A cloud of dust followed the two riders galloping out of the village, weapons drawn and waving. They were bellowing out roars of what must’ve been alarm. The other captives rose up, a mix of bewildered looks and smiles falling from their faces. His mind raced through possibilities. Attacking raiders? Something they couldn’t see? Water poisoned?
“What’s happening?” Greyson asked.
Isa shook his head, trying to discern the trouble by their body language. He wondered if he should be sticking two fingers down his throat to induce vomiting. The pair skidded to a halt before Tatlat and the others, barking in a series of short grunts. Tatlat made hard gestures to the captives then back at the village. The Whisperers split into two groups, six riding back to the village, the rest coming to the oasis. The slaves peered about, eyes nervously scanning the oncoming group.
“What do we do?” Greyson stammered.
“I don’t know. Start by staying quiet,” Isa hissed. “Watch. Listen.”
A few Tigerians reached out and grabbed their chains, gesturing for them to start for the village. They complied, knowing well the price of ignoring their orders.
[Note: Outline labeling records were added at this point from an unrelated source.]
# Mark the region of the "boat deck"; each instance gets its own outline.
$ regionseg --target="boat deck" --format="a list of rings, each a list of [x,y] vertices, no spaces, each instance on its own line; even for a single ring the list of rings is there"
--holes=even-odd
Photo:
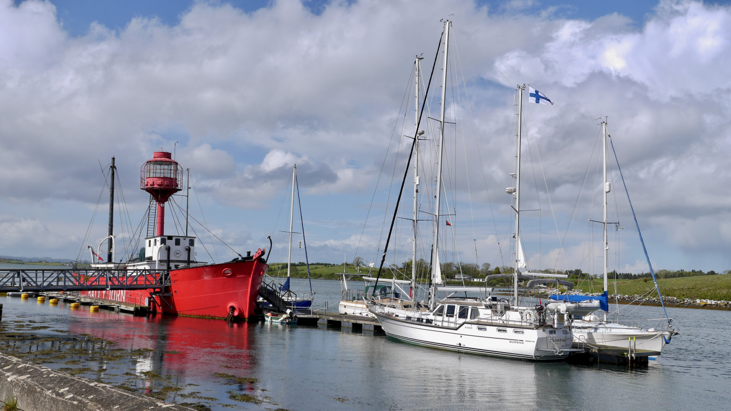
[[[582,354],[586,358],[585,360],[588,359],[588,357],[593,358],[593,361],[588,362],[618,365],[646,366],[650,357],[657,357],[660,355],[658,351],[650,351],[649,350],[635,350],[633,348],[630,351],[629,347],[620,348],[609,345],[578,342],[574,342],[572,347],[583,350],[586,353]]]

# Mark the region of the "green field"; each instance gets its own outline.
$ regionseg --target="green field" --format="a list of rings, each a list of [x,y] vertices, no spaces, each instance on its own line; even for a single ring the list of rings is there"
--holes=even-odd
[[[314,279],[340,279],[340,276],[338,276],[340,273],[353,273],[355,274],[355,267],[348,265],[344,269],[342,265],[310,265],[310,275]],[[368,272],[368,268],[360,268],[360,273],[364,274]],[[287,276],[287,264],[283,264],[281,263],[272,263],[269,265],[269,269],[267,270],[267,274],[273,277],[282,277]],[[294,278],[306,279],[307,278],[307,267],[306,266],[296,266],[292,268],[292,276]],[[390,273],[387,274],[384,273],[381,276],[383,278],[391,278]]]
[[[625,295],[643,295],[654,287],[652,279],[617,280],[617,293]],[[592,283],[583,279],[576,287],[584,293],[601,293],[604,282],[594,279]],[[696,276],[658,280],[660,292],[664,297],[731,301],[731,275]],[[614,281],[609,281],[609,293],[614,293]],[[651,296],[656,297],[654,293]]]

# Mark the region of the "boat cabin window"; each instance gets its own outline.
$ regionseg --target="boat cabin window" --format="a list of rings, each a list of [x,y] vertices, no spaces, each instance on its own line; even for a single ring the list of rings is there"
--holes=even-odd
[[[469,319],[474,320],[475,318],[480,318],[480,309],[472,307],[472,311],[469,313]]]
[[[447,317],[454,317],[454,316],[455,316],[455,306],[447,306]]]
[[[469,311],[469,307],[465,306],[460,306],[459,313],[457,314],[458,318],[467,318],[467,312]]]

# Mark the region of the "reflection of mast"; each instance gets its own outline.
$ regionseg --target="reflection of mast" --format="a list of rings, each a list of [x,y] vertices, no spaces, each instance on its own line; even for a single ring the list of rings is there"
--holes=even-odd
[[[411,284],[411,293],[412,293],[412,301],[414,303],[416,302],[416,237],[417,230],[419,228],[419,219],[418,219],[418,196],[419,196],[419,136],[424,134],[424,132],[419,131],[419,74],[420,72],[420,61],[422,60],[423,57],[417,56],[414,61],[414,69],[416,71],[416,104],[414,106],[414,127],[417,129],[414,130],[414,138],[416,140],[414,142],[414,238],[412,239],[413,241],[412,248],[412,284]]]
[[[439,120],[439,151],[436,157],[436,203],[434,210],[434,235],[431,249],[431,286],[429,287],[429,309],[434,309],[436,283],[442,282],[442,267],[439,265],[439,206],[442,203],[442,157],[444,152],[444,109],[447,98],[447,64],[450,50],[450,26],[444,20],[444,64],[442,69],[442,117]]]

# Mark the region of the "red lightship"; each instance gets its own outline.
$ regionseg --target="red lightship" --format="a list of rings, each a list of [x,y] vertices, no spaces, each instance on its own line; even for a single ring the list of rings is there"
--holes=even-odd
[[[260,249],[254,255],[247,253],[246,257],[227,263],[208,264],[197,260],[195,237],[166,235],[165,203],[182,189],[182,180],[183,167],[172,159],[170,153],[156,151],[154,158],[143,165],[140,178],[140,188],[149,192],[156,203],[155,235],[145,238],[145,247],[140,249],[139,255],[126,263],[114,263],[110,251],[107,263],[91,265],[93,268],[121,270],[170,269],[170,285],[162,293],[151,290],[85,291],[82,294],[148,306],[154,312],[248,318],[254,314],[259,287],[269,268],[263,258],[265,250]],[[150,212],[153,212],[151,208]],[[111,227],[110,219],[110,238],[113,238]]]

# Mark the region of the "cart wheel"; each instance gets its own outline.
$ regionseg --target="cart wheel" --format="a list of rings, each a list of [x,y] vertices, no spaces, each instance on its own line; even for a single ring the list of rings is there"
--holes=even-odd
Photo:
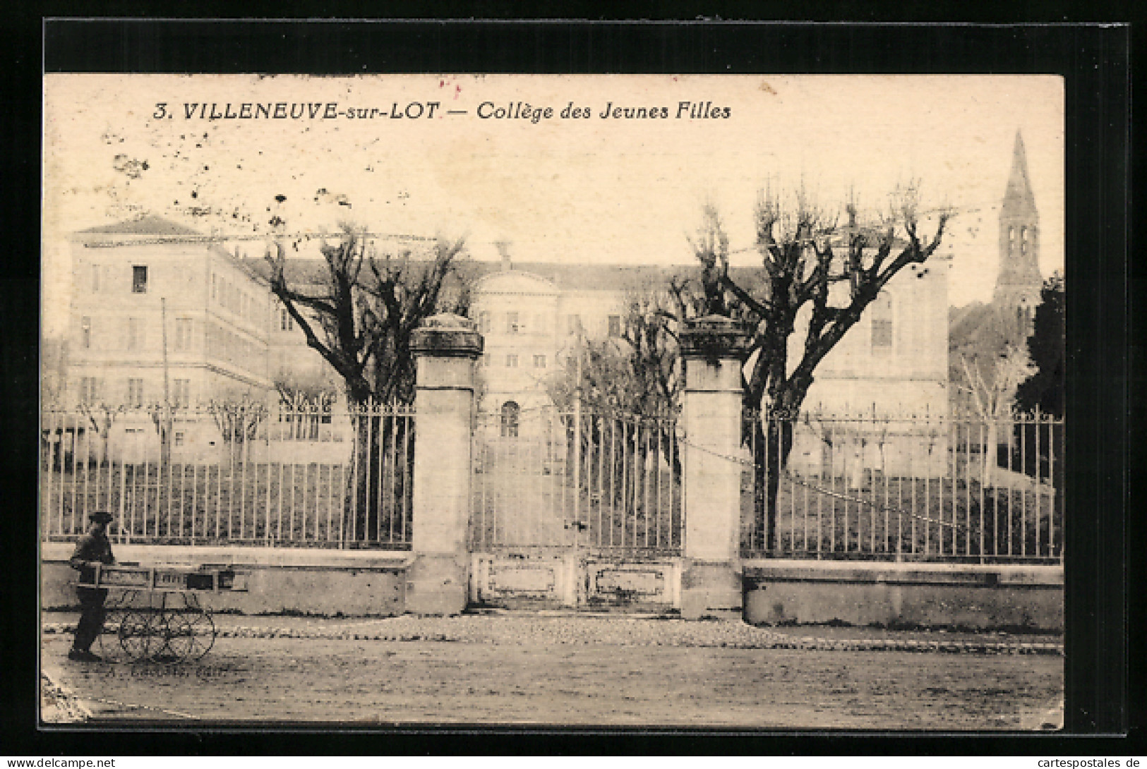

The village was a series of shanty huts made from a variety of woods — some dark red, some pale, some supported by what looked to be freshly hewed trees. A wide street ran down the center of the village from one side to the other. Cutting across it ran another street making the shape of a cross. The length of the main street spanned no more than ten or so buildings. A low dilapidated fence trailed around the perimeter, not seeming to do much but stop the occasional dead shrub from tumbling into the dirt street.
There wasn’t a soul in sight. No faces peeking out from behind shuttered windows, no one roaming the empty street. A sign carved to resemble a loaf of bread creaked on the wind. A bakery, Isa reckoned. Maybe the Tigerians ate more than just meat. The sign was probably the most immaculate part of the village, the only shop of a few that looked to be maintained. There looked to be a smithy at the other end of the street and maybe a general store.